El niño es como una esponja, todo lo que ve lo absorbe, es por ello que existe el dicho “de tal palo tal astilla. Si el pequeño siempre ha visto y recibido malos tratos por parte de sus padres, es probable que haga lo mismo en un futuro.
El niño va almacenando información conforme va creciendo. Toda esa experiencia va a transformar en un determinado adulto al niño maltratado, al igual que un niño que se desarrolla en un ambiente normal desarrolla su personalidad normalizada.
Al extremo
El hecho de producir en un niño castigos muy severos o extremos va a potenciar que éste al madurar proyecte eso mismo en sus hijos. Hay que tener en cuenta que los castigos deben realizarse adecuadamente y no de manera violenta porque no por ello un niño mejora su conducta ni aprende mejor a discriminar un acto que haya hecho y que se considere inapropiado.

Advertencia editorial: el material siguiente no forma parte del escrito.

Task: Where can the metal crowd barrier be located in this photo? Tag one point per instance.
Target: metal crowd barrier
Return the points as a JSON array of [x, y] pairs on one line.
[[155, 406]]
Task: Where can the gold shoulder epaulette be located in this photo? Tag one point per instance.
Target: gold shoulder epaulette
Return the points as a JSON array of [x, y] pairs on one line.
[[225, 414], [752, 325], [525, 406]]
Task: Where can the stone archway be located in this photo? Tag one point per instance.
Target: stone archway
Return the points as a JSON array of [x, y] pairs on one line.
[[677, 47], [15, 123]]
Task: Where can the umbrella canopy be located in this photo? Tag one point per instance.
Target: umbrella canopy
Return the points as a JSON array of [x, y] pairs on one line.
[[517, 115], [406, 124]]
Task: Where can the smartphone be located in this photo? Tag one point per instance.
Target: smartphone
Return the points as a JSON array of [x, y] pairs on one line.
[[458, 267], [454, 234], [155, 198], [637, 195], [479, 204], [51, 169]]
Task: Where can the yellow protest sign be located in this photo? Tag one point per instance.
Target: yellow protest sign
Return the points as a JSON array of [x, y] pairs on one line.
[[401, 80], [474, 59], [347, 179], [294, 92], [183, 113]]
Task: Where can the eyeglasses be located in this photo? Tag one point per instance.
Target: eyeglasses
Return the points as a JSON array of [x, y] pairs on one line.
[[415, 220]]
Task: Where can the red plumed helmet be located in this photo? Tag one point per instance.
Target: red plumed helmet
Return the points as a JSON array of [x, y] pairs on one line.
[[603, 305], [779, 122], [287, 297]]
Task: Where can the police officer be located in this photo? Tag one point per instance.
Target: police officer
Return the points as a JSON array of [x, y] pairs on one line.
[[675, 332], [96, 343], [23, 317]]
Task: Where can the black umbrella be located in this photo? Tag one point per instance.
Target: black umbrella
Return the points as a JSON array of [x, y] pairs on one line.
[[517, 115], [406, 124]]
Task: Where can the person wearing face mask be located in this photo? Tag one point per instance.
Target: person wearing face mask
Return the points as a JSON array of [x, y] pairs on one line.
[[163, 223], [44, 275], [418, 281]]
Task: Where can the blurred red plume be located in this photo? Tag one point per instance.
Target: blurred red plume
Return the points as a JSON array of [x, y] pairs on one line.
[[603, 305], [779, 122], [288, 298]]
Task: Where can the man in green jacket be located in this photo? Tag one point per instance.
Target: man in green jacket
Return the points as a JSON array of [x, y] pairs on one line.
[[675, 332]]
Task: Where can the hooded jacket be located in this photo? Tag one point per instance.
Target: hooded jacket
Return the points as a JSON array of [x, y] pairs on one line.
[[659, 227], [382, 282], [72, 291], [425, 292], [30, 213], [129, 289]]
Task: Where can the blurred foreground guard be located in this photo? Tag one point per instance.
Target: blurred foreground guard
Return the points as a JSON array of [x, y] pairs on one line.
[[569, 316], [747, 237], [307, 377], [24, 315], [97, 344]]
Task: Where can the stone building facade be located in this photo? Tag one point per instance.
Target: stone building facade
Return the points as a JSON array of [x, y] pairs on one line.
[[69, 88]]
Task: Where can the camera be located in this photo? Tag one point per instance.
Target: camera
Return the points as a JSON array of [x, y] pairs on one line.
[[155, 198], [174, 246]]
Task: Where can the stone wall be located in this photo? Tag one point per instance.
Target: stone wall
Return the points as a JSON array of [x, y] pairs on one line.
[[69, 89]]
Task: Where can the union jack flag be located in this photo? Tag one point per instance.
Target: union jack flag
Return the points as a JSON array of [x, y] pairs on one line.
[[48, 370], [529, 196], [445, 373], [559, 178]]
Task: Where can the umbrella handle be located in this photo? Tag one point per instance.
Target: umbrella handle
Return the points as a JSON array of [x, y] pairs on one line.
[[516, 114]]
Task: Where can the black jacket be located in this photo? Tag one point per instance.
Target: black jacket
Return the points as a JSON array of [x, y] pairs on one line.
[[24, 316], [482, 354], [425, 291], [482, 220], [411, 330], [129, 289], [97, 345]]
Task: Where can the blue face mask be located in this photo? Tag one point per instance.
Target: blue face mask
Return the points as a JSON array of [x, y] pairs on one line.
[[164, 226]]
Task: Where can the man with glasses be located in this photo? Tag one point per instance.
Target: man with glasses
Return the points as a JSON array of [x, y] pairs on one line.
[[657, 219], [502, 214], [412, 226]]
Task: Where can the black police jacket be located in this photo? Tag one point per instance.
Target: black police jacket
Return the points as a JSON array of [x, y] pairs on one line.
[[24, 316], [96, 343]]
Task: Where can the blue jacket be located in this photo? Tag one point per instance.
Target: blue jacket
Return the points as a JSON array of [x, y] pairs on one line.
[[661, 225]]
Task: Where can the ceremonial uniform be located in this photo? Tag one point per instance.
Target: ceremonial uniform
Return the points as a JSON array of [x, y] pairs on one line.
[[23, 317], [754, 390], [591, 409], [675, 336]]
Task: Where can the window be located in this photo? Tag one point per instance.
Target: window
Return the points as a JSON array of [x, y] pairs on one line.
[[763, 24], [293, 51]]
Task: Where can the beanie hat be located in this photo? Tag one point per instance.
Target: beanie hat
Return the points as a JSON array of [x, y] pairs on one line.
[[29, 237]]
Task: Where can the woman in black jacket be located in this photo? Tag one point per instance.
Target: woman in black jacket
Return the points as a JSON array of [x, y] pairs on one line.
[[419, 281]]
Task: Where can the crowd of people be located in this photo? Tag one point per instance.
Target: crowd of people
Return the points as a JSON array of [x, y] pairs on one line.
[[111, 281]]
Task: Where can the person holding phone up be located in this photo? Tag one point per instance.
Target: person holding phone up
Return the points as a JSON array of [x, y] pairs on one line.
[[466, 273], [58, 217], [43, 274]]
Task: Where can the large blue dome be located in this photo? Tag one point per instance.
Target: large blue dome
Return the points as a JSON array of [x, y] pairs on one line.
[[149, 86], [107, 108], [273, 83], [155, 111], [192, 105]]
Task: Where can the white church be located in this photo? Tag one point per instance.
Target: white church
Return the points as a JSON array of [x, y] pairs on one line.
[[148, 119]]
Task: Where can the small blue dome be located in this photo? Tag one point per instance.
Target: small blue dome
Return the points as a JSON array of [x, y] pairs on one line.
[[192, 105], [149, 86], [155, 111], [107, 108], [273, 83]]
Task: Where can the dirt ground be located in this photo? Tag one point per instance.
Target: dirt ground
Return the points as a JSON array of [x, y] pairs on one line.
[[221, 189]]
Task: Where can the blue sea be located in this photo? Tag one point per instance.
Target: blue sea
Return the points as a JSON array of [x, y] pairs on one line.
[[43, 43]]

El aplicar un castigo a un niño no siempre debe ser tal cual aplicar un castigo, también se castiga no reforzándolo con algo que le guste y le motive. Por eso debemos tener en cuenta que pegarle a un niño no es castigarlo, sino hacerlo violento.
Si a esto añadimos que si un niño ve constantemente en su hogar y en su familia actitudes de violencia física o psicológica, esto provocará en él un desarrollo evolutivo influenciado por estos hechos y que posiblemente le lleven a realizar en su futuro actos de este tipo.
CÓMO LES AFECTA
Cuando es frecuente…
La consecuencias psicológicas que se producen por recibir maltrato no suelen darse como resultado de un solo acto maltratante, sino que se generan tras una frecuencia de episodios que afectan a ámbitos del desarrollo del niño, cognitivo, lingüístico, afectivo, social, y a otras acciones evolutivas como son el apego del niño, la autonomía, la comunicación, etc.
Los retrasos
En casos de recibir un maltrato físico aparecen sobre todo retrasos de tipo cognitivo o intelectuales, déficit en la cognición social, alteraciones en su relación con otros iguales. Todo esto alimentado por lo que conlleva una baja autoestima, sufren de hiperactividad y trastornos conductuales.
Abandono o abuso
Cuando el niño lo que sufre es abandono físico aparecen trastornos de aislamiento social, en menos asertivo, sufre de apatía etc. Si el menos ha sufrido un abuso sexual, las consecuencias que arrastrará son una presencia significativa de los trastornos disociativos de la personalidad, pueden sufrir adicciones como el alcoholismo, toxicomanía o conductas delictivas como efectos a largo plazo.
Secuelas silenciosas
Todo niño que haya sufrido malos tratos del tipo que sean no va a desarrollar unos trastornos que le harán además de haber sufrido en la infancia ser posibles maltratadotes en su vida adulta, y si no lo son aun así necesitarían ayuda para poder tener una personalidad establecida como normalizada, puesto que si no sufren depresión será trastorno del sueño o trastorno del estado de ánimo o disfunción sexual etc.